Japan: BoJ holds monetary policy; cuts inflation forecasts
October 31, 2018
At its 30–31 October meeting, Bank of Japan (BoJ) board members voted seven-to-two to keep its monetary policy unchanged, as expected by market analysts. The BoJ maintained the short-term policy rate applied to current account balances held by financial institutions at the Bank at minus 0.10%. 10-year Japanese government bond (JGB) yields were capped at around 0%, albeit with some elasticity which will allow the yields to move upwards and downwards to some extent. Moreover, the Bank will continue to purchase JGBs at a pace of about JPY 80 trillion (USD 704 billion) per year in a flexible manner. Regarding asset purchases other than JGB, the board unanimously decided to purchase exchange-traded funds (ETFs) and Japanese real estate investment trusts (J-REITS) at an annual pace of about JPY 6 trillion and JPY 90 billion yen, respectively. Similarly, the Bank’s purchases of commercial paper and corporate bonds were kept unchanged at about JPY 2.2 trillion yen and JPY 3.2 trillion yen per year.
The Bank noted the economy will continue to expand above potential in fiscal year 2018, which ends in March 2019. Looking forward, however, growth will be hit by weaker business fixed investment due to cyclical adjustments and the impact of a planned sales tax hike in October 2019. Against this backdrop, the median GDP growth forecast from the policy board members was kept unchanged at 0.8% for both FY 2019 and FY 2020.
Regarding price developments, the Bank stated that inflation has been relatively weak despite above potential economic growth and the tightening labor market. Limited wage growth and subdued productivity gains are the main factors behind the sluggishness in price increases. Therefore, inflation expectations for the mid- and long-term have diminished compared to previous estimates. Taking into account the effects of the consumption tax increase, the Bank lowered its inflation forecasts to 1.9% for FY 2019 (July forecast: 2.0%) and 2.0% for FY 2020 (July forecast: 2.1%).
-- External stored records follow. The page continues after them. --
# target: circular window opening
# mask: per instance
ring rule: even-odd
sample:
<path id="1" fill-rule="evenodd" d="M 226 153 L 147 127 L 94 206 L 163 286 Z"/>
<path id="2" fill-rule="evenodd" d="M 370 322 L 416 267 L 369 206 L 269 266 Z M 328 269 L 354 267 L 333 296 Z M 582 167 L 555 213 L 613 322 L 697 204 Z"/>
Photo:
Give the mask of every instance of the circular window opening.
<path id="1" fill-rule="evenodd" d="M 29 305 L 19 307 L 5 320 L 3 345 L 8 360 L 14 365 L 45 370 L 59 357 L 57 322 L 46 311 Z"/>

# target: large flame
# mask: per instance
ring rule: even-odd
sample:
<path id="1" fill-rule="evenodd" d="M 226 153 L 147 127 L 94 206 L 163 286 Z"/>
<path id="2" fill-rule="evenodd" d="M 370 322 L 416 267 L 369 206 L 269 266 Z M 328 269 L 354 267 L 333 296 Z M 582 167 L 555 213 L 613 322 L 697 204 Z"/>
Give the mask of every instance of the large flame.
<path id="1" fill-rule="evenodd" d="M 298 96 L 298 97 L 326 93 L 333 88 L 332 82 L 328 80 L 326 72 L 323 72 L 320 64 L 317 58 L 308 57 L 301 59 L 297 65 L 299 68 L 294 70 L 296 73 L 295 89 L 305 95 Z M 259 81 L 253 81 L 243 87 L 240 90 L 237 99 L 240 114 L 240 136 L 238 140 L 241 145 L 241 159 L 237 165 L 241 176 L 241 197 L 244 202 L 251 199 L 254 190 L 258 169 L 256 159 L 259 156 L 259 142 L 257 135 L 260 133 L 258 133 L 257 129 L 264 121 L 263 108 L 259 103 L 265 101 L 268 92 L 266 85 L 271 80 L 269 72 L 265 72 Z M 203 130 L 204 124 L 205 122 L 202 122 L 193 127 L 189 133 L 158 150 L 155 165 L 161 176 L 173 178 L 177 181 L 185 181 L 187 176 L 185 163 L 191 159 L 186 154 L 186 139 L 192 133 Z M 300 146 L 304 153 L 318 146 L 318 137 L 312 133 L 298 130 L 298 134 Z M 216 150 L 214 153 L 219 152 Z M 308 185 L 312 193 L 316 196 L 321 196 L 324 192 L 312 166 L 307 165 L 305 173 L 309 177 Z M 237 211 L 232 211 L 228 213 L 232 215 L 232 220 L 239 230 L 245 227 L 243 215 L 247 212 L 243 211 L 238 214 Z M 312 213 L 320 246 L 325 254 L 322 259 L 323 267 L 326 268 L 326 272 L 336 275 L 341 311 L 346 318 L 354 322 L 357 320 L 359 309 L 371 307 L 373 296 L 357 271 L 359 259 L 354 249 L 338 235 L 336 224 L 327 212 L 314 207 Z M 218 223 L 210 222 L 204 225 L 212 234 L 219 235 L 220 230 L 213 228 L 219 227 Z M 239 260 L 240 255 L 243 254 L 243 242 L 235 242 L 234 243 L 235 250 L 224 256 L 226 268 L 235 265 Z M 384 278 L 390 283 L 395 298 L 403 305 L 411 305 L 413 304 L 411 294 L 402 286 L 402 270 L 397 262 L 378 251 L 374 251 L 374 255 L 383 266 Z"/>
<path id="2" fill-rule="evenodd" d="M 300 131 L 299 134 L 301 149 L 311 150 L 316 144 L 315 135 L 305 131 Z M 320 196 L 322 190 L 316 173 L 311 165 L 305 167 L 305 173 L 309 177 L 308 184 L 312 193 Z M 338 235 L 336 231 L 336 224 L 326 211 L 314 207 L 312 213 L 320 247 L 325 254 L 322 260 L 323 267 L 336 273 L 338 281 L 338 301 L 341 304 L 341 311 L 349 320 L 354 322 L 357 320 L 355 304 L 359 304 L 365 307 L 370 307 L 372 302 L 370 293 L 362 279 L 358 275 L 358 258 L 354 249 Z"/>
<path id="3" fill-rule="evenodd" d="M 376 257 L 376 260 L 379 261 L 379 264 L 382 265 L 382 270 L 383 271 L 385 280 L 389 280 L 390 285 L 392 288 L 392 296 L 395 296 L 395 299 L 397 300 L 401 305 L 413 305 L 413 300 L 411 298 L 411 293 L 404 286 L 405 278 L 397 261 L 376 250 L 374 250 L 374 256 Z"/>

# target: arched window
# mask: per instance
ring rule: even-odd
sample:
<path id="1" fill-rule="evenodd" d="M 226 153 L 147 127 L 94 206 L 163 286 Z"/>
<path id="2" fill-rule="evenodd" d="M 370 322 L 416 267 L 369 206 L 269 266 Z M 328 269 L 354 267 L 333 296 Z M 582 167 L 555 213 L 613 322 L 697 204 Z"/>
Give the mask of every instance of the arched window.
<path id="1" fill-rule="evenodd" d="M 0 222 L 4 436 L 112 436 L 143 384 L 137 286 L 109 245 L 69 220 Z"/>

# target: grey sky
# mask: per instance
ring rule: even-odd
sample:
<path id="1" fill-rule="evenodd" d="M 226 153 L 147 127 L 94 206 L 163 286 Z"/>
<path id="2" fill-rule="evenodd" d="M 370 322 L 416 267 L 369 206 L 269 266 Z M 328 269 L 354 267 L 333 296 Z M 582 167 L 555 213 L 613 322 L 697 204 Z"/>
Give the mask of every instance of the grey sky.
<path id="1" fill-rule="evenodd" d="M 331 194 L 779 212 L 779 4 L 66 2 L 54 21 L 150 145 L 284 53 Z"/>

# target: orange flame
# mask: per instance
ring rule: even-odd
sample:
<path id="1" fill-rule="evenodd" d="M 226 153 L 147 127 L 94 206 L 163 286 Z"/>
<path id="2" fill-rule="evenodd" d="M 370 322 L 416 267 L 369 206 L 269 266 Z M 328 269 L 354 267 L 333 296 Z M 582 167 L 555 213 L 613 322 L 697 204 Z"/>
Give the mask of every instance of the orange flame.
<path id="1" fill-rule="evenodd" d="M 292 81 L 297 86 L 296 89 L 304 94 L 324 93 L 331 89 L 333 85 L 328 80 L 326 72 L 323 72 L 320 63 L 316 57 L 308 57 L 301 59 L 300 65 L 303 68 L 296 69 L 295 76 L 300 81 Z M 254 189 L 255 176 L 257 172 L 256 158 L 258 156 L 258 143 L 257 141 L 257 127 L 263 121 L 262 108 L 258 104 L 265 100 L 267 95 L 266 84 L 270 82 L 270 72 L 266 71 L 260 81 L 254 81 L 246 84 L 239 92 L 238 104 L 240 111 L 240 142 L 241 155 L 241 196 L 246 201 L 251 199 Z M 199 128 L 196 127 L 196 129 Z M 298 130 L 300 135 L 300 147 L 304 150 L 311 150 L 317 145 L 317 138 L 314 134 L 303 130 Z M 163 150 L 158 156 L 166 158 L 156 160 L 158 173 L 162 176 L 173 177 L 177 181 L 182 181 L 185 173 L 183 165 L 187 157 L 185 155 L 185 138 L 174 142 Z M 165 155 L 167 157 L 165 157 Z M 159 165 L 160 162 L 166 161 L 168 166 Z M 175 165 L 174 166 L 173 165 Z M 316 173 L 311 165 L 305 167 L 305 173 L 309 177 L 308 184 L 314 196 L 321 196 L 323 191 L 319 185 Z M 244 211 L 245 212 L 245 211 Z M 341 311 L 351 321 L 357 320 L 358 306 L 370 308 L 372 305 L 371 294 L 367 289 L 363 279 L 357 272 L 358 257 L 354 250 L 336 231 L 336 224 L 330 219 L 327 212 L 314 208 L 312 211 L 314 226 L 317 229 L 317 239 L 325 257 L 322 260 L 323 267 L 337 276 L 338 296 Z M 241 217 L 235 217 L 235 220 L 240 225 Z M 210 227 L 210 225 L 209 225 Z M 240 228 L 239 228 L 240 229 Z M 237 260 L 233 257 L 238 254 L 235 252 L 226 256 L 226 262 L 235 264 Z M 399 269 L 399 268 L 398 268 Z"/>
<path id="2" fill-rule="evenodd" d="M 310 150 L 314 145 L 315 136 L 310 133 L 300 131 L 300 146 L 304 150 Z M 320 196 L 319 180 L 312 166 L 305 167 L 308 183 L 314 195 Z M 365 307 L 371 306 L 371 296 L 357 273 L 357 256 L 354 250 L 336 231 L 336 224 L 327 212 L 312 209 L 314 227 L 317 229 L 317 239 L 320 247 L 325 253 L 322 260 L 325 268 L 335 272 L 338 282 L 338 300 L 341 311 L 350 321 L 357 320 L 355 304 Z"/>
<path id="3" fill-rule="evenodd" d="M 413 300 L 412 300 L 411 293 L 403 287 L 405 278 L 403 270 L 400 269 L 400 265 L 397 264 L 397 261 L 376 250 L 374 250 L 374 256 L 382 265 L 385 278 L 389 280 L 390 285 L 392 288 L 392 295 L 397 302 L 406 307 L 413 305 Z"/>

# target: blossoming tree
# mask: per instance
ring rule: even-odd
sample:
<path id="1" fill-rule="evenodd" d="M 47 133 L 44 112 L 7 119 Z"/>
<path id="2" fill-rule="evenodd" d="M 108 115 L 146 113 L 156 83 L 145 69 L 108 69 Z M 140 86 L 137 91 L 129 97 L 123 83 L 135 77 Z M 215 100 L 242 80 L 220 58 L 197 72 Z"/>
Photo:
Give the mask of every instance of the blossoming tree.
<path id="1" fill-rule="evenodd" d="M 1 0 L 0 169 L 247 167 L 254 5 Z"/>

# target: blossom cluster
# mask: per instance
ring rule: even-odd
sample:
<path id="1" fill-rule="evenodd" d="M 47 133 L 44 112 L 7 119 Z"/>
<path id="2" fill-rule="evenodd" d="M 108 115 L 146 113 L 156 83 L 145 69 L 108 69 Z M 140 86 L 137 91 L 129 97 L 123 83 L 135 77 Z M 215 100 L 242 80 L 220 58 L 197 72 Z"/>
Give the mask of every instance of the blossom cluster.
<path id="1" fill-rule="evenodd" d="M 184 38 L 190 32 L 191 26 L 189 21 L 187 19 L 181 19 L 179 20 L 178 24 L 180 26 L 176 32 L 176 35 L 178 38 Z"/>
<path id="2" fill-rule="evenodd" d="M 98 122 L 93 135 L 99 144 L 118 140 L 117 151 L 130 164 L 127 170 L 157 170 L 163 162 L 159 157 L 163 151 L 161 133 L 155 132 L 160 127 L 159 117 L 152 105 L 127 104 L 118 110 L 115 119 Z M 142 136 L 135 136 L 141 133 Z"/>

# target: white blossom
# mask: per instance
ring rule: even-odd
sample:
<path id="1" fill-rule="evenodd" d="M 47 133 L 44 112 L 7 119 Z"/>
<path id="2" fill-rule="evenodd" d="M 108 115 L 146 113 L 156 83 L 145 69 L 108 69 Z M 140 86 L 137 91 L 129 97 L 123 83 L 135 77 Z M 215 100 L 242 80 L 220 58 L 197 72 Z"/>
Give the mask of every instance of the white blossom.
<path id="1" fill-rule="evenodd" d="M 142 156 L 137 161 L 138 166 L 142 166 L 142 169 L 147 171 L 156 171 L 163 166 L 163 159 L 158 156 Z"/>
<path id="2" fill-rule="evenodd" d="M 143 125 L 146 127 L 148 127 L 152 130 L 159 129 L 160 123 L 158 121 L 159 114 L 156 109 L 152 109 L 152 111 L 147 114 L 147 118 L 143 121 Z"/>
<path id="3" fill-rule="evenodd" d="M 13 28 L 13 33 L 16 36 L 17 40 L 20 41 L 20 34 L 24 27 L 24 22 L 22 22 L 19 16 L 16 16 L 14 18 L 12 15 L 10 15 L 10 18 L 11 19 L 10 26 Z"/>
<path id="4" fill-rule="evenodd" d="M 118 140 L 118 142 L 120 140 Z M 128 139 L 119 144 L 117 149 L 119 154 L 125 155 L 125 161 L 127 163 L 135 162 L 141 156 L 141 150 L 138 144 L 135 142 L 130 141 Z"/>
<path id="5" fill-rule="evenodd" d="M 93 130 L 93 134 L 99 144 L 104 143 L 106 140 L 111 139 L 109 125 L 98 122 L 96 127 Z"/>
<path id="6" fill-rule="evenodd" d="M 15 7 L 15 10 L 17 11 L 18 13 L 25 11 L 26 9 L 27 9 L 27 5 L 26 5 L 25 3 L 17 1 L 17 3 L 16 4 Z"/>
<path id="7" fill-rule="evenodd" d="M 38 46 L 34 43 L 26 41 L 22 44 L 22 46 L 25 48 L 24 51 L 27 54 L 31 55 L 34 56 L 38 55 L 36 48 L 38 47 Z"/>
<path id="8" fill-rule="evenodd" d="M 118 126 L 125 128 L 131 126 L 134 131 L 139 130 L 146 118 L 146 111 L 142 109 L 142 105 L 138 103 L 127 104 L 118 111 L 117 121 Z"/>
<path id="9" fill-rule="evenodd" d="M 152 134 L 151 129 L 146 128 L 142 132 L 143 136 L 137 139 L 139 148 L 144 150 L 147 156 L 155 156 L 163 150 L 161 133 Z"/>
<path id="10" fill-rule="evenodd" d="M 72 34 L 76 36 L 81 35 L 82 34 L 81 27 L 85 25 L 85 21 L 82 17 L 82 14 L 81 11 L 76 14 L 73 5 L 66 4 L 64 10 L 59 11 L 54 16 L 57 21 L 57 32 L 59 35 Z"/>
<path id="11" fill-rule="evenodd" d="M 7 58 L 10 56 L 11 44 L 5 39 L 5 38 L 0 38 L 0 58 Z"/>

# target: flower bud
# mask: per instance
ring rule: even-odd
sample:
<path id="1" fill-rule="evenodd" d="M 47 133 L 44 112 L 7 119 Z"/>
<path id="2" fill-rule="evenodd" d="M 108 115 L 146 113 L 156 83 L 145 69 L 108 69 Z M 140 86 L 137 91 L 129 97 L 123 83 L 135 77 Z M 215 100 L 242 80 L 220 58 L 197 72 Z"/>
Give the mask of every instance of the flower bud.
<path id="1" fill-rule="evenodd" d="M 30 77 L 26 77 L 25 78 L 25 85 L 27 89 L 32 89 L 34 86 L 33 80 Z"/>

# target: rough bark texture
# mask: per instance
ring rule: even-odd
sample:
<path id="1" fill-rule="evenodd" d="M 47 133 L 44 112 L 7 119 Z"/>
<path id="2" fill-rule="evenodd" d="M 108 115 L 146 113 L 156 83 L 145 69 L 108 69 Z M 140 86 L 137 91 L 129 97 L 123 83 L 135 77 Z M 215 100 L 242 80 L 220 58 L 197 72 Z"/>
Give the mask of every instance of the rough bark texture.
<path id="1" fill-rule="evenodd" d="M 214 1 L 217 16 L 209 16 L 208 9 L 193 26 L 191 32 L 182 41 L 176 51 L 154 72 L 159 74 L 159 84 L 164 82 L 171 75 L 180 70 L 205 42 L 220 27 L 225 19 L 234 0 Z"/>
The Bank noted that it will continue with its stimulus program (officially known as the “quantitative and qualitative monetary easing with yield curve control” framework) in order to achieve the Bank’s inflation target in a stable manner for an extended period of time. That said, Governor Haruhiko Kuroda stated on 5 November that the country was “no longer in a situation where decisively implementing a large-scale policy to overcome deflation was judged as the most appropriate policy to conduct”. With this comment, Kuroda signaled that additional monetary stimulus is no longer in the pipeline and that the next move, whenever it happens, will likely be on the tightening side.
The Bank’s next monetary policy meeting is scheduled for 19–20 December.